I would write forever with no financial incentive, but to actually support myself with it would be a dream come true. At first, many of my loving, timid caregivers questioned my decision to go after something so uncertain. They advised I secure a more predictable career path and treat writing as a hobby with distant potential. For someone else, this might have been sound advice, but to me, it felt like a gilded shackle. The fearless people who’d crafted the franchises that became a home to me couldn’t have treated their writing as a mere hobby. Their dedication was reckless, but it was also relentless.
I adopted the mantra, “I can’t fail if I never stop.”

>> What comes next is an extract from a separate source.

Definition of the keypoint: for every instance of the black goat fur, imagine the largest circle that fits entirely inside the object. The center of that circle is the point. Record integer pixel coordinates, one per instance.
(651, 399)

Writing is the one thing I can’t ever see myself growing exhausted with or bored of. Every story is a new adventure, and every chapter is a new opportunity to uncover hidden parts of myself. In a way, it’s a steadfast and consistent practice of self-love. Fan fiction showed me how much I needed such a practice, and writing professionally reaffirms its importance every day.
Whenever the expectations of the world creep up behind me, or my people-pleasing tendencies of the past threaten to make an unwelcome appearance, I race to my writing desk to remind myself of who I am. Who I really am, as manifested in all the characters I aspire to be. I think a lot of artists do this, and I think the writers we admire are more like their main characters than they let on.
So, whether you write fan fiction about being sold to Harry Styles, your wispy blonde locks propped up in a messy ponytail, or superhero stories where you fight alongside Captain America and Tony Stark, know that it is so much more than silly musings. People who don’t understand might be bewildered by the strange, fantastical scenarios us daydreamers yearn for in the sweet safety of our mind sanctuaries, and I say we let them.
The only person who has to understand, appreciate, and cherish these adventures is you. But who knows… Someday, the fan fiction you write might evolve into the fiction others find a home in.